12周目に上位陣の先陣をきってアロンソが1回目のピットストップを行う。しかし右のフロントタイヤがしっかりはまっていなかったために順位を最下位まで落とし、更に右のフロントタイヤが外れ、次の周回で再びピットに戻る。結局アロンソはリタイヤとなってしまう。
その後19周目にライコネンとウェバーが同時にピットイン、ウェバーがピットストップに手間取り、ライコネンに先をこされてしまう。またリリースのタイミングが悪く、ライコネンと接触しそうになってしまう。20周目にハミルトンとロズベルグ、21周目にコバライネン、ベッテル、22周目に中嶋、25周目にバトンがピットイン。27周目、ベッテルのマシンに異常が発生し、2度目のピットイン。結局29周目でリタイヤとなる。グロックが燃料を多く積んでいたために32周目にピットイン、7番手でコースに復帰する。
44周目にコバライネン、次の周にライコネンがピットインするが、ライコネンがピットからマシンを発進させられず、3秒ほどロスしてしまうが、何とかコースに復帰する。46周にハミルトン、48周目にロズベルグ、49周目にウェバーがピットイン。ウェバーがソフトタイヤでハードタイヤのロズベルクの前を抑える。ハミルトンは残り15周あたりで早くも回転数を落として走行する。55周目にバトンがピットイン、中嶋が次の周でピットインをするが、逆転できない。58周目にトゥルーリがピットインをし、辛うじて中嶋の前で戻る。60周目にグロックがピットイン、わずか5秒でコースに戻る。

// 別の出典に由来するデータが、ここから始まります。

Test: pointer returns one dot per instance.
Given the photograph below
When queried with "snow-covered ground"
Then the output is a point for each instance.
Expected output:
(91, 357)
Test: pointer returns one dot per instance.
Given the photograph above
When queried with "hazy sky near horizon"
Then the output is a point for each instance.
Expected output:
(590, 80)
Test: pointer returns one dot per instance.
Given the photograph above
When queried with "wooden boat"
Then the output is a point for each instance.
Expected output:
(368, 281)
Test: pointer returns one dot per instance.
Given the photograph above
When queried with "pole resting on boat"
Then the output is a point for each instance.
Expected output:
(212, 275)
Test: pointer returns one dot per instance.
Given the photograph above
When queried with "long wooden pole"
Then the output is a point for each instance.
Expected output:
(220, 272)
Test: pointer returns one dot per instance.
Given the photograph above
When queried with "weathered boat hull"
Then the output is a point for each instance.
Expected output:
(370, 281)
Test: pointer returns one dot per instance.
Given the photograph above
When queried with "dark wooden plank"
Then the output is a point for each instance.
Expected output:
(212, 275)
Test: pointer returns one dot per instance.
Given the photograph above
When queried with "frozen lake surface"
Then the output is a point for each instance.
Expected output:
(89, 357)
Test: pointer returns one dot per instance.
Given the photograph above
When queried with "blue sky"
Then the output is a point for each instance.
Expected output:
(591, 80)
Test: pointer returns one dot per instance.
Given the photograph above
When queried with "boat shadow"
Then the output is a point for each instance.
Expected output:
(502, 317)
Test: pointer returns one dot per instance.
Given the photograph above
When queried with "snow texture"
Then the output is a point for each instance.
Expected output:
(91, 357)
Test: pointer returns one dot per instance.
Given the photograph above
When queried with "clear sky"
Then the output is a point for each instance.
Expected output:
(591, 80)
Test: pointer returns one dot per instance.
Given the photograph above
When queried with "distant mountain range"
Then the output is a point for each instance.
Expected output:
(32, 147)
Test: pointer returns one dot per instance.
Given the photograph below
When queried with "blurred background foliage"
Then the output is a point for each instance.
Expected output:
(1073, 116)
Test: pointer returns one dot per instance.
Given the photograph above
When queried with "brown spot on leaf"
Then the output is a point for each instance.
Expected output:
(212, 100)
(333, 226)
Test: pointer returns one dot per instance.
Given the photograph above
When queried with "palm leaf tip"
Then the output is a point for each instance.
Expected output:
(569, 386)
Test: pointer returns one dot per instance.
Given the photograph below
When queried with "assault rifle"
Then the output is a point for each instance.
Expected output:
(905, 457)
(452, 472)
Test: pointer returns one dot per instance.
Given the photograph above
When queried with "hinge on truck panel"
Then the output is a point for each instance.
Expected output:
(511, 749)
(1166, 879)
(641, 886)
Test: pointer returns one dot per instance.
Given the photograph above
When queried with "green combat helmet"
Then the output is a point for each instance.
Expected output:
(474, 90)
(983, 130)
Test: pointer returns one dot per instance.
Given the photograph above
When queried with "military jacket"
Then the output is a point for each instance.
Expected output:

ここで上位勢のピットインが終了、その後もは大きな順位変動がなくレースが進み、そのままハミルトンが1位でチェッカーを受ける。ハミルトンが2008年中国グランプリ以来通算10勝目、今期初優勝、またKERS搭載車が初めて優勝した。2位にもKERS搭載のライコネン、3位にウェバー、以下ロズベルグ、コバライネン、グロック、バトン、トゥルーリまでポイント獲得。
中嶋一貴は惜しくも9位だった。
結果
- フェリペ・マッサは予選Q2セッション中のクラッシュで頭部を負傷したため、決勝は欠場。
- ルノーはピットストップの際、フェルナンド・アロンソのタイヤのホイールナットが完全に固定されていないことを知りながら発進させ、その後もドライバーに状況を知らせなかったために次戦ヨーロッパグランプリへの出場停止ペナルティを受けた[2]。これは故意に危険な状態でマシンをコース上に留まらせたためであるが、チームが控訴した結果、出場停止処分を取り消し、戒告と50000ドルの罰金処分に変更された[3]。
- レッドブルはマーク・ウェバーをピットから危険な状態(キミ・ライコネンとピットレーンで接触しそうになる)で送り出したとして戒告処分を受けた[4]。